È mancata la capacità di cucire, dote essenziale in politica. Ed è mancata la capacità di dare una direzione univoca al Paese: scegliendo tra crescita e assistenzialismo, rigore e lassismo, garantismo e giustizialismo.
A prescindere dal finale pirotecnico, degno più della commedia dell’arte che di un solenne confronto all’altezza del Senato e delle sue storiche sedute, ciò che è finito ieri è un grande equivoco nato più che dalla necessità dalla furbizia, legittima quanto si vuole, ma furbizia. Dove il collante lo ha fatto il presunto e sbandierato Cambiamento purchessia - direzione indicata dagli elettori premiando due forze che pur separatamente esprimevano questa esigenza - anziché il merito di un programma affine e organico che desse indirizzo univoco al Paese.

Oggi che cosa resta di tutto questo? Temiamo solo 446 giorni di rinvio nell’affrontare questioni dirimenti per un Paese in agonia. Ciò che già appariva drammaticamente urgente un anno fa oggi è indispensabile per non emarginare l’Italia da ogni contesto competitivo in cui è necessario contare qualcosa. Il Paese galleggia da troppo tempo e questo non è certo colpa solo del governo giallo-verde. Le responsabilità sono ben ripartite tra governi di centrodestra e di centrosinistra che hanno preferito illudere gli italiani di poter vivere in una bolla in cui alla fine tutto s’aggiusta.
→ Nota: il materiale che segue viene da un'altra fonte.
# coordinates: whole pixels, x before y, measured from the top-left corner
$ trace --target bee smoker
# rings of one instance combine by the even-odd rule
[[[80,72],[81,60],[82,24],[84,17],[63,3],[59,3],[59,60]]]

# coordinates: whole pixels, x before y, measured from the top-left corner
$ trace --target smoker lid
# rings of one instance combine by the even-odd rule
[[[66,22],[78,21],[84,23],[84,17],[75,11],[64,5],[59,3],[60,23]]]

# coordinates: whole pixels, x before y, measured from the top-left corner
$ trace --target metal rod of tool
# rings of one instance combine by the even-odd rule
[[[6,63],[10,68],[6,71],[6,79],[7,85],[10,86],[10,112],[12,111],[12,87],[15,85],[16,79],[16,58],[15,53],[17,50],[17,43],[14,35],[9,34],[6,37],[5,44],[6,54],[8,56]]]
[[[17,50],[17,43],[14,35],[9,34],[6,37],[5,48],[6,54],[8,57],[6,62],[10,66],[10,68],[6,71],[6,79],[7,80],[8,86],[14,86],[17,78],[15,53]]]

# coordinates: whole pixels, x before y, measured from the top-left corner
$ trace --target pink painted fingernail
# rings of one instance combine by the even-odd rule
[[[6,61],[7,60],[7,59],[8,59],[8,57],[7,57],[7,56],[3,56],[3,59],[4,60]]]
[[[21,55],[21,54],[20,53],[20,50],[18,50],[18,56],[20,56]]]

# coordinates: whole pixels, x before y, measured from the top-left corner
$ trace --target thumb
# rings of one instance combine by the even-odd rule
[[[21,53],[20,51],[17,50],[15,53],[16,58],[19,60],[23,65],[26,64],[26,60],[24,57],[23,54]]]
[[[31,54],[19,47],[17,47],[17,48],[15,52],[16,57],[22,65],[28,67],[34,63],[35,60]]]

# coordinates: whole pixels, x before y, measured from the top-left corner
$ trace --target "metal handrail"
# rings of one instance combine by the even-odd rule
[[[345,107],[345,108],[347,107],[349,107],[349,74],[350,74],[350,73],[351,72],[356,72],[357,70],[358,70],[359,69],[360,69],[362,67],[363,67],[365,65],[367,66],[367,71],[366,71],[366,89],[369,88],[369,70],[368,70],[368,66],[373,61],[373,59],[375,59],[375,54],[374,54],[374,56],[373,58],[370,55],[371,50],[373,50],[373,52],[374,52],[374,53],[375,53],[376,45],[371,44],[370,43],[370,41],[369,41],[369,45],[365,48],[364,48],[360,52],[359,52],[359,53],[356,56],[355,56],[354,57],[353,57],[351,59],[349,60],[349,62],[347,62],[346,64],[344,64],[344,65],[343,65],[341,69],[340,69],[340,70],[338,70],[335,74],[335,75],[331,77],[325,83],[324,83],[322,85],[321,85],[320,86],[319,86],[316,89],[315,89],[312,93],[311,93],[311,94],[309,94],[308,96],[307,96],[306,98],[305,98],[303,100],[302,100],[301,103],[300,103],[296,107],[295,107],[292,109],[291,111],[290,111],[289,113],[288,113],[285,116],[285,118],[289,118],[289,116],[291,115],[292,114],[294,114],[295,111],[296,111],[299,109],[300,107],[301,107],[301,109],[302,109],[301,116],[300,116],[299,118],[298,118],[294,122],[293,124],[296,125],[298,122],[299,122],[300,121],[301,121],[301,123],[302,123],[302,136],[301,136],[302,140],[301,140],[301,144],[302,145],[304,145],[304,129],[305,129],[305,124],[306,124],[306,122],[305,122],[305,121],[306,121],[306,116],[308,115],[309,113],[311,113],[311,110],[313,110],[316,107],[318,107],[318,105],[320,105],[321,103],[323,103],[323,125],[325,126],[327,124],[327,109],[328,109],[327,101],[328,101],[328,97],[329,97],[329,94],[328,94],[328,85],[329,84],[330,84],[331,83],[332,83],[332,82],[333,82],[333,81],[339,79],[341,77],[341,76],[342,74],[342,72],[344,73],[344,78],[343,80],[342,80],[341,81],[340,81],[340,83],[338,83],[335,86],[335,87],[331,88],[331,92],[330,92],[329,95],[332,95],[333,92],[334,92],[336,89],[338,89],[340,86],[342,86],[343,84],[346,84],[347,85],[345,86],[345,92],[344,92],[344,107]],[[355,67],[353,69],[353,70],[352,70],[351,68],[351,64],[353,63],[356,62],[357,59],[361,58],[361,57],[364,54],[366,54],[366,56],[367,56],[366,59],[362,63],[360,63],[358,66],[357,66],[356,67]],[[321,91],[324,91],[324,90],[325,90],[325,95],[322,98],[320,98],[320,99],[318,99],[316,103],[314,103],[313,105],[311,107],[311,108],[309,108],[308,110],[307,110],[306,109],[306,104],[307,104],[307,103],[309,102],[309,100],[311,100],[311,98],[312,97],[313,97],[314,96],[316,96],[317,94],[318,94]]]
Oggi l’ultima cosa che possiamo attenderci sarebbe il ripristino sotto nuovi panni di una riedizione dei vecchi compromessi per giunta in salsa demo-sociale. Il sollievo che potrebbe dare al Paese l’evitare le urne in piena sessione di bilancio in autunno (risparmiandoci l’esposizione sui mercati) non può diventare solo l’alibi per un rinvio che posponga di qualche mese l’amaro calice per qualche protagonista della scena, nell’illusione che il rinvio lo renda meno amaro. Per realizzare maggioranze solide che siano lo specchio del Parlamento occorrono volontà politica, perizia e grammatica istituzionale: ben più di quanto facciano intravvedere oggi gli ipotetici pronubi. Al centro di tutto, questa del resto è l’ottica del Quirinale, deve esserci l’interesse del Paese. Le vie per realizzarlo purtroppo sono ancora nebulose. Tutti gli indizi portano, per ora, a intravvedere due strade: quella del governo di garanzia elettorale. E quella di un vero e alto accordo politico: ed è qui che Mattarella vuole vederci chiaro. E non solo lui. Ma il Pd oggi diviso può trovare l’unità per affrontare questa sfida? I Cinquestelle sono abbastanza attrezzati per un così repentino e plateale ribaltamento di scena?

Il realismo ci dice che il miracolo di una cucitura politica tra due mondi assai diversi come questi (in cui non è chiaro ancora chi sia la costola dell’uno o dell’altro) è da ritenere arduo, per quanto non impossibile.
E non può sorprendere che, nell’ora della disfatta, lo sconfitto principale di questa tornata - Salvini - abbia in ciò l’unico vero motivo di consolazione.